For more organizing activities and community-building, see events
NYU AI School, 2021-23
The event serves over 300 students annually and prioritizes those from underserved communities who lack institutional resources in artificial intelligence and machine learning. The lectures are augmented by carefully developed tutorials that lay emphasis on practical machine learning. We are generously funded by Genentech and DeepMind.
Knowledge Transfer: DJ Unicode
- Co-founder, 2017 - present, DJ Unicode
I am passionate about knowledge transfer actively working with a student-run organisation that I co-founded. Unicode was born of the need for skill development at the grassroots level in addition to the need for a rapport between college freshmen, sophomores, and juniors at universities that don’t offer such opportunities by means of the coourse structure. Our aim is to extend the ‘summer-of-code’ workflow to the rest of the year helping our students to build a strong foundational understanding of software development. I’m leading the expansion of our mentorship into teaching math and statistics for machine learning through comprehensive reading groups on standard texts in the subject.
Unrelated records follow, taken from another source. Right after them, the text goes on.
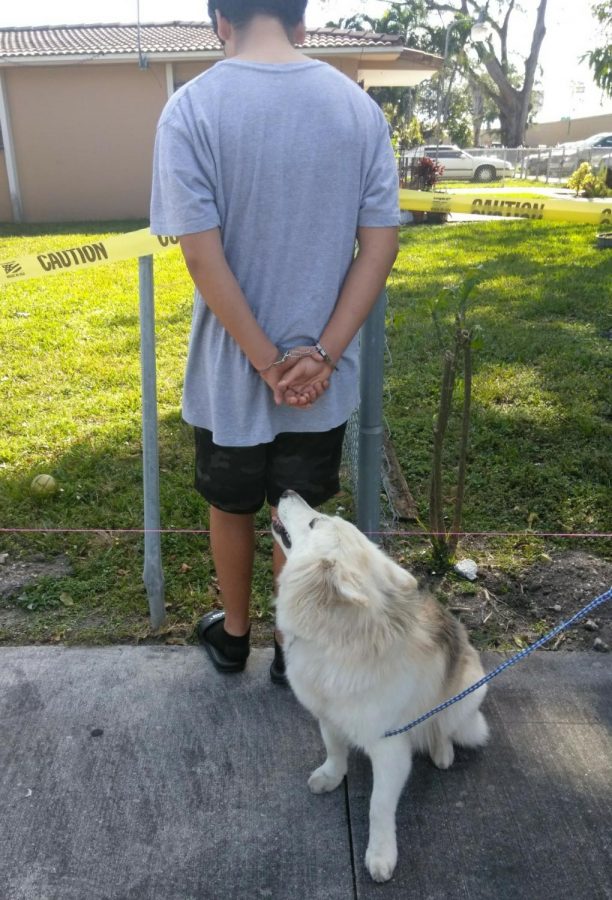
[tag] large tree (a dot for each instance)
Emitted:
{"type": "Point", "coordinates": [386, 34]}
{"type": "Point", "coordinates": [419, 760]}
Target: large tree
{"type": "Point", "coordinates": [600, 58]}
{"type": "Point", "coordinates": [512, 100]}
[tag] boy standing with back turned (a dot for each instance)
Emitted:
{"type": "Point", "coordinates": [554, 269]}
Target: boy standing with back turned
{"type": "Point", "coordinates": [268, 166]}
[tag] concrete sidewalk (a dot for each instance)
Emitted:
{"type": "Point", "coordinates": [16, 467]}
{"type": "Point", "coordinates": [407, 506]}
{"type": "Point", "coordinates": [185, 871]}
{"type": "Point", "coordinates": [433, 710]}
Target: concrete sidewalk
{"type": "Point", "coordinates": [139, 773]}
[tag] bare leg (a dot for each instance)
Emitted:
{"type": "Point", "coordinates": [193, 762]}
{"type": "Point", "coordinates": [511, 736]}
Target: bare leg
{"type": "Point", "coordinates": [232, 540]}
{"type": "Point", "coordinates": [391, 764]}
{"type": "Point", "coordinates": [328, 776]}
{"type": "Point", "coordinates": [278, 561]}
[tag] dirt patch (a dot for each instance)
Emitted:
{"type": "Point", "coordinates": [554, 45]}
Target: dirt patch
{"type": "Point", "coordinates": [502, 610]}
{"type": "Point", "coordinates": [18, 574]}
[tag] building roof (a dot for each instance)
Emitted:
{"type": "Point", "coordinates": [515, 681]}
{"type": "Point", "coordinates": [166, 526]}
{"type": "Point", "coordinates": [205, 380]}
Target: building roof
{"type": "Point", "coordinates": [56, 41]}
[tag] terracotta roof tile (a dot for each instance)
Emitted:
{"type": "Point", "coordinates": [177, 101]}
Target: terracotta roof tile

Unicode started in 2017 with 15-20 students separated into 5 teams based on their projects. Today, we are a thriving community of 200+ members, with teams winning hackathons, students receiving international internship offers, multiple selections for Google Summer of Code each year, and alumni at Ivy League universities and FAANG companies in the USA!
Founder, 2020 - Present, Unicode Research Group
I received a generous grant from Google Research India to teach a (independent) 10-week Unicode ML Summer Course in Summer 2021 to students from Tier II and Tier III universities in India. Much obliged to my TAs from Unicode Research for their hard work and commitment!
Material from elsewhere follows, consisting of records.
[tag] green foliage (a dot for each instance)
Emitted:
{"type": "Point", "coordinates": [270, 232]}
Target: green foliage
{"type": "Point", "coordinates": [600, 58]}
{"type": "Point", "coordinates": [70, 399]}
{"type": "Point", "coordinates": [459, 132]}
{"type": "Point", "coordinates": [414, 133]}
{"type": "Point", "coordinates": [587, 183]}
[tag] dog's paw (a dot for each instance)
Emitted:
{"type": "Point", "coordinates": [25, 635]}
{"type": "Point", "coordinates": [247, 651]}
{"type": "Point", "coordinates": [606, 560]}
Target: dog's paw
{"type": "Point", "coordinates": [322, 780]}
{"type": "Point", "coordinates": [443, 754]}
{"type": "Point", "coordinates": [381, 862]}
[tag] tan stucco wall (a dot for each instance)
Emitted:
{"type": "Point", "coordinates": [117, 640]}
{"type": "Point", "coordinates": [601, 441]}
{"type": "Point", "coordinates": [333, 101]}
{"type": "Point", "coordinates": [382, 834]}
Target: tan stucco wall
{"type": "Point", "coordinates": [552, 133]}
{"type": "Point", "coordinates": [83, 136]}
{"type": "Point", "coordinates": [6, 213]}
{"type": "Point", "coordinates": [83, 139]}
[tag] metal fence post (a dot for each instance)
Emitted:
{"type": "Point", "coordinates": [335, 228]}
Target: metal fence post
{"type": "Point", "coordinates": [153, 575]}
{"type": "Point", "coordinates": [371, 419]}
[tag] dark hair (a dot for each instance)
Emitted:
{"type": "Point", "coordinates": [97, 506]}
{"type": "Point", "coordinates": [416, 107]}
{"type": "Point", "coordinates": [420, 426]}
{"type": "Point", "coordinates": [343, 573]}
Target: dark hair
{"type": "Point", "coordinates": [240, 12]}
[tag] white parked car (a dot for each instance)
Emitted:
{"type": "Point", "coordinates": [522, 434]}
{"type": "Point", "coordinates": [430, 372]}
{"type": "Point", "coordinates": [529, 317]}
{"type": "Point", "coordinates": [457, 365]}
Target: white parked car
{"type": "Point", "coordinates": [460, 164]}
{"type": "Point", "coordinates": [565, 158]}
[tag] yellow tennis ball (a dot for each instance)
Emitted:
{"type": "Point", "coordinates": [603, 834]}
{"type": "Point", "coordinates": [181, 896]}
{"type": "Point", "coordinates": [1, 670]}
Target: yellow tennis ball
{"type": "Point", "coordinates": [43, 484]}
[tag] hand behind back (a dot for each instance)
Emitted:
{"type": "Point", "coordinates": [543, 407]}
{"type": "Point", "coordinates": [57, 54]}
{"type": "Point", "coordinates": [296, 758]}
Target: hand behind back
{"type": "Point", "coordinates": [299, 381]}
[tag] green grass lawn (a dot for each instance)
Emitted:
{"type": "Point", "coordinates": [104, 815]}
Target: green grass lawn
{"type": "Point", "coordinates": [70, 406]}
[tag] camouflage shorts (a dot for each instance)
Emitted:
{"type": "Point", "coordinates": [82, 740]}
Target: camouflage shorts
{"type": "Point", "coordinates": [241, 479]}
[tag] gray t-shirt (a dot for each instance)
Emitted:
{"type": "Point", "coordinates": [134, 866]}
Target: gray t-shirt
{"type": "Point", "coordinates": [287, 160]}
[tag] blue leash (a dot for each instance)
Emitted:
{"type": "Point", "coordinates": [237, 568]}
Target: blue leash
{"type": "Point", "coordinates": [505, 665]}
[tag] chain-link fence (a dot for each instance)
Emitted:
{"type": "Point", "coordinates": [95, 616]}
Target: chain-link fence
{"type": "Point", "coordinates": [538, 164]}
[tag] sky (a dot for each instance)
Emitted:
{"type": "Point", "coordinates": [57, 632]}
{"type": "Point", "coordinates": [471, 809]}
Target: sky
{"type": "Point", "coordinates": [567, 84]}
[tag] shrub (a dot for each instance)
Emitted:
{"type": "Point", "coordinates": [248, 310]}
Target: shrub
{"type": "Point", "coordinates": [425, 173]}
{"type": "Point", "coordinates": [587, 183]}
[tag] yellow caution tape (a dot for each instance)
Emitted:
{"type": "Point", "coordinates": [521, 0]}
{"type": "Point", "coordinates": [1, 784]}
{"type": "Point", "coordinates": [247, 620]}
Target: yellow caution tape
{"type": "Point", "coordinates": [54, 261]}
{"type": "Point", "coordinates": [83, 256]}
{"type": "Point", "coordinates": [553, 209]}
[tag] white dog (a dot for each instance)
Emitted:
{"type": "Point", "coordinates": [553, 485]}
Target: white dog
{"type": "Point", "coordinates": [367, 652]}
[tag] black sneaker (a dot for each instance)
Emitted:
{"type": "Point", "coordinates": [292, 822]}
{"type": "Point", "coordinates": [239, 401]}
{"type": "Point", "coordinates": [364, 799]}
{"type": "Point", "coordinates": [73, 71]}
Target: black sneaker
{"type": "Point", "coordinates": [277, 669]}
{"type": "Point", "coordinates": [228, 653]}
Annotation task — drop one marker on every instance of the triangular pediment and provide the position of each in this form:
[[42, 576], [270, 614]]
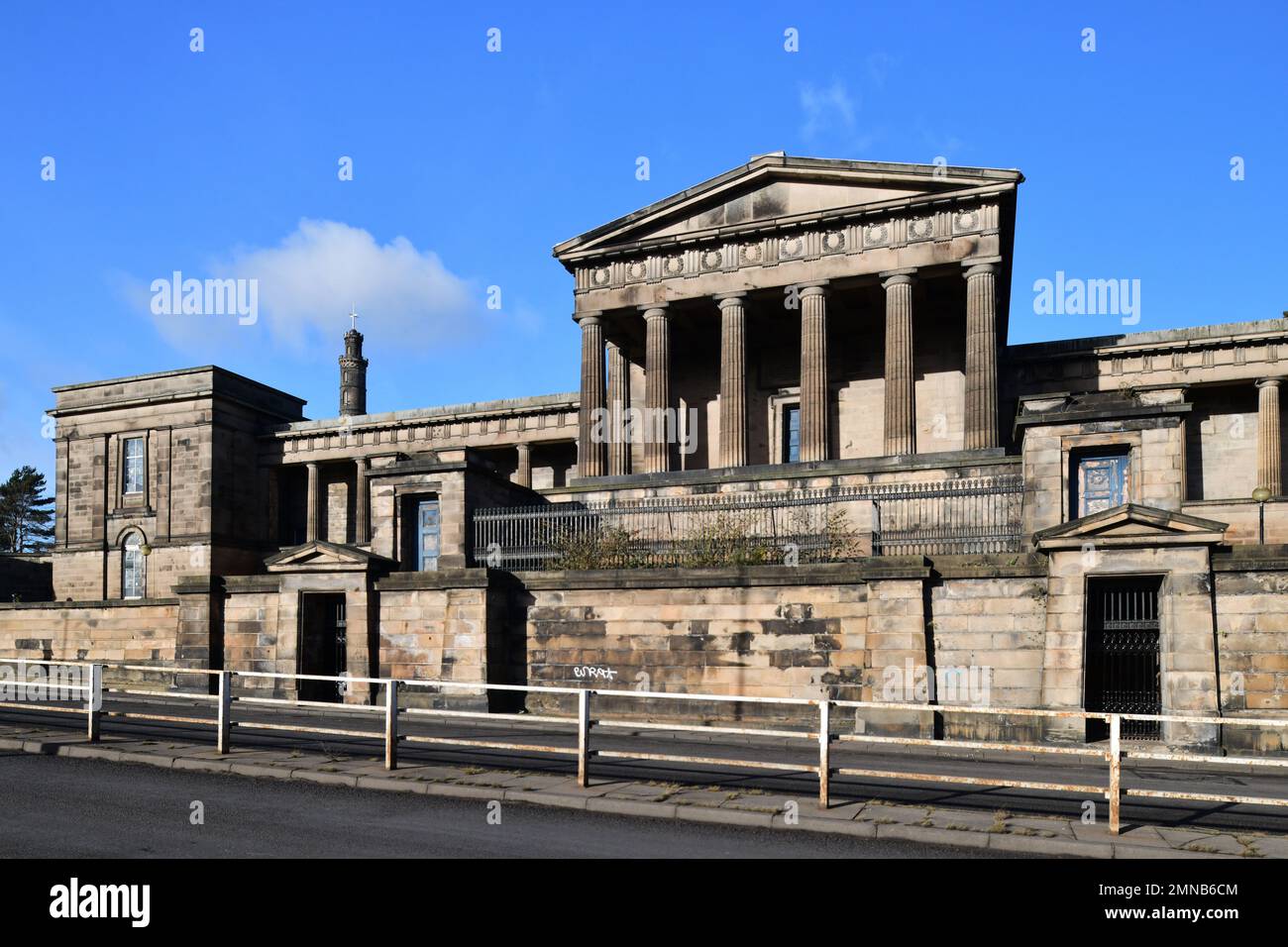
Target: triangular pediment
[[322, 557], [781, 188], [1131, 525]]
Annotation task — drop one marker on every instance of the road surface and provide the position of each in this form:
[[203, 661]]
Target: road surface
[[69, 808]]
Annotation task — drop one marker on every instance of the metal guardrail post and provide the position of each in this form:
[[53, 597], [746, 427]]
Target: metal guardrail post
[[583, 736], [1115, 772], [223, 738], [390, 724], [94, 702], [824, 753]]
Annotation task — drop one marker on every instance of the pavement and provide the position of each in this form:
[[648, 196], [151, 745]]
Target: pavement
[[677, 796]]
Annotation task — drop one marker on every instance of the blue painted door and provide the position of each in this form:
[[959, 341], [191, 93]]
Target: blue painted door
[[426, 535], [1102, 483], [793, 434]]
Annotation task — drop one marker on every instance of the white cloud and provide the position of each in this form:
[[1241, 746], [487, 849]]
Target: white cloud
[[307, 285], [321, 269], [824, 108]]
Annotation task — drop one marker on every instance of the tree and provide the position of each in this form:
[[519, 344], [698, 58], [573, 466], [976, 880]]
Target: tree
[[26, 513]]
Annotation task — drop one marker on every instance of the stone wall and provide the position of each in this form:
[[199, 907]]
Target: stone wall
[[988, 648], [138, 631], [1252, 638], [26, 578], [434, 626], [772, 631]]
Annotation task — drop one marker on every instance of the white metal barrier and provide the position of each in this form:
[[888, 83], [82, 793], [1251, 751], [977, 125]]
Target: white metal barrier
[[390, 710]]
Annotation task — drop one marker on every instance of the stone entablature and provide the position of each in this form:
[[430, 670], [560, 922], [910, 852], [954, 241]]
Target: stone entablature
[[546, 418], [868, 239], [1185, 356]]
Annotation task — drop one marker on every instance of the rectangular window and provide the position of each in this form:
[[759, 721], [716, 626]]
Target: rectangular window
[[133, 467], [1102, 480], [132, 569], [421, 530], [428, 536], [791, 433]]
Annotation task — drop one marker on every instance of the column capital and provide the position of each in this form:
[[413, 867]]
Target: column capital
[[898, 277], [978, 265]]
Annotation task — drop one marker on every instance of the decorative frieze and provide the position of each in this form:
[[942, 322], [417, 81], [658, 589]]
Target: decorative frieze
[[855, 236]]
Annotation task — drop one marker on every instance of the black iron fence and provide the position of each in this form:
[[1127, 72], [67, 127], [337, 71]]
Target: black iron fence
[[760, 527]]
- We had a fantastic Demo Day showcasing student projects at the Unicode ML Summer Course!
I founded a research arm within Unicode, focused on doing collaborative research in statistics and machine learning, with particular emphasis on AI for social good. This includes extensions of projects by students in our ML Summer Course, and ideas by Unicode students and collaborators. I was joined by Dr. Akash Srivastava from the MIT-IBM AI Lab to help teach the students about deep generative models in a palatable fashion, introducing them to probabilistic machine learning.
Ongoing research projects at Unicode Research include estimating the causal effect of mentorship on student career outcomes, social network analysis using probabilistic machine learning, and other topics in deep generative modeling.